Hood balanced Jimmy upright, then knelt on hands and knees on the sharp ground, and Holdstock lay over his back with a huff. Hood stood and got Jimmy’s legs under each arm and started down the path much faster now, but the man’s weight was cumbersome and substantial and his big arms were firm around Hood’s neck. Hood’s legs and back were strong and he took long strides down the path and when the path vanished, he accelerated between the clumps of creosote and the rocks and the infernal cholla, and again judged his distance from the vehicle on the U.S. side against the three-vehicle war party now streaming from the south toward him. He could see the faint contrails of dust in their wakes and he guessed from their speed and violent rocking that they were military all-terrain vehicles of some kind and that they needed no trail to traverse the desert floor.
He broke into a trot. The rise and fall of Holdstock’s weight was prodigious, but Hood found a breathing rhythm as he watched the ground in front of him, then looked up to fix his course toward the wall. Suddenly the headlights of the stateside vehicle came on. Then another set of headlights from beside it, but these were much closer together, a quad all-terrain vehicle, thought Hood, maybe even a sand buggy. Both sets started toward him. He was sucking deep for wind now and trying to control the exhale, imposing his will. Holdstock’s forearms were hard around his neck because of his useless fingers. “
Jimmy, not so tight. On my neck. Easy.
” From his right advanced the three vehicles from Mexico. He heard footsteps behind him but he couldn’t turn without stopping and he couldn’t stop. Duarte huffed into his view on one side, short-legged, stomach swaying, an M16 in his hands. On Hood’s other side emerged both officers and they also had their assault guns, and these younger men were light in the boots and they moved ahead of Hood a few paces and remained abreast, and the five of them crunched on toward the wall. He could hear the Zetas’ vehicles behind him. Ahead of him the two American vessels broke into the lighted security area, a Hummer and a quad runner, trundling back into darkness and coming across the rough desert straight for him. Hood’s legs were burning and he could feel the imminent collapse of them and he slowed so as not to fall, and both the young officers and Duarte closed ranks around him. He heard the clatter of small-arms fire and he saw the muzzle flash from all of the vehicles except the quad, which came buzzing at them like a mad badger. Duarte and the officers fell back and fired from the darkness. Hood trudged onward. He labored up a rise, lungs heaving and legs wavering and it felt like a miracle just to clear it but he did, gasping for air as the quad whined at him through the darkness, and Sean Ozburn laid it into a slide that brought its rear end around and to a stop. Hood dumped Jimmy onto the cargo carrier on the back and climbed on top of him. Ozburn drew an M16 from the handlebar scabbard and handed it back to Hood. Then Ozburn turned off the lights and gunned the quad, steering back toward the wall and the light.

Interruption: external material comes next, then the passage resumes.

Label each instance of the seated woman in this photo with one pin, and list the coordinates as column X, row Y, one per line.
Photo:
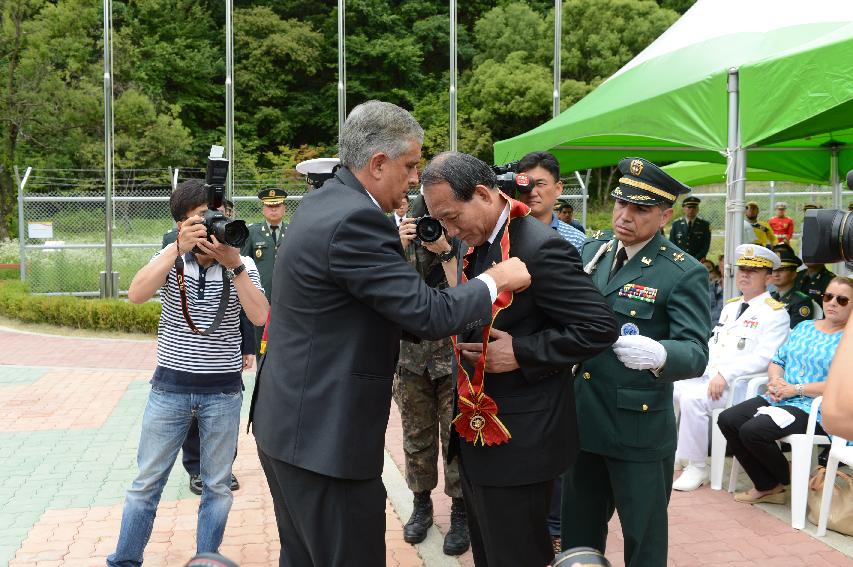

The four-cycle engine was game but overburdened. Ozburn’s memory of the terrain was good, and in the darkness he was able to keep the quad on its own track most of the time. Hood looked a quarter mile ahead to the pool of security light and the end of the wall. He saw the other American vehicle now, an ATFE Humvee crawling toward them through a sandy plain. The Mexican vehicles closed fast but they were still half a mile out. Hood held to the roll bar with one hand and lowered the assault gun at the oncoming enemy, but in his logic, gunfire wasn’t worth betraying their position in the darkness. Ozburn found a hard-packed gulley and the quad groaned along. Hood watched the Humvee, a hundred yards to their left and a hundred yards behind them, make a wide U-turn and pull up slow so Duarte and his men could climb in. The driver kept the rpms high and the speed even, and the heavy machine began across the sand again, back toward the wall.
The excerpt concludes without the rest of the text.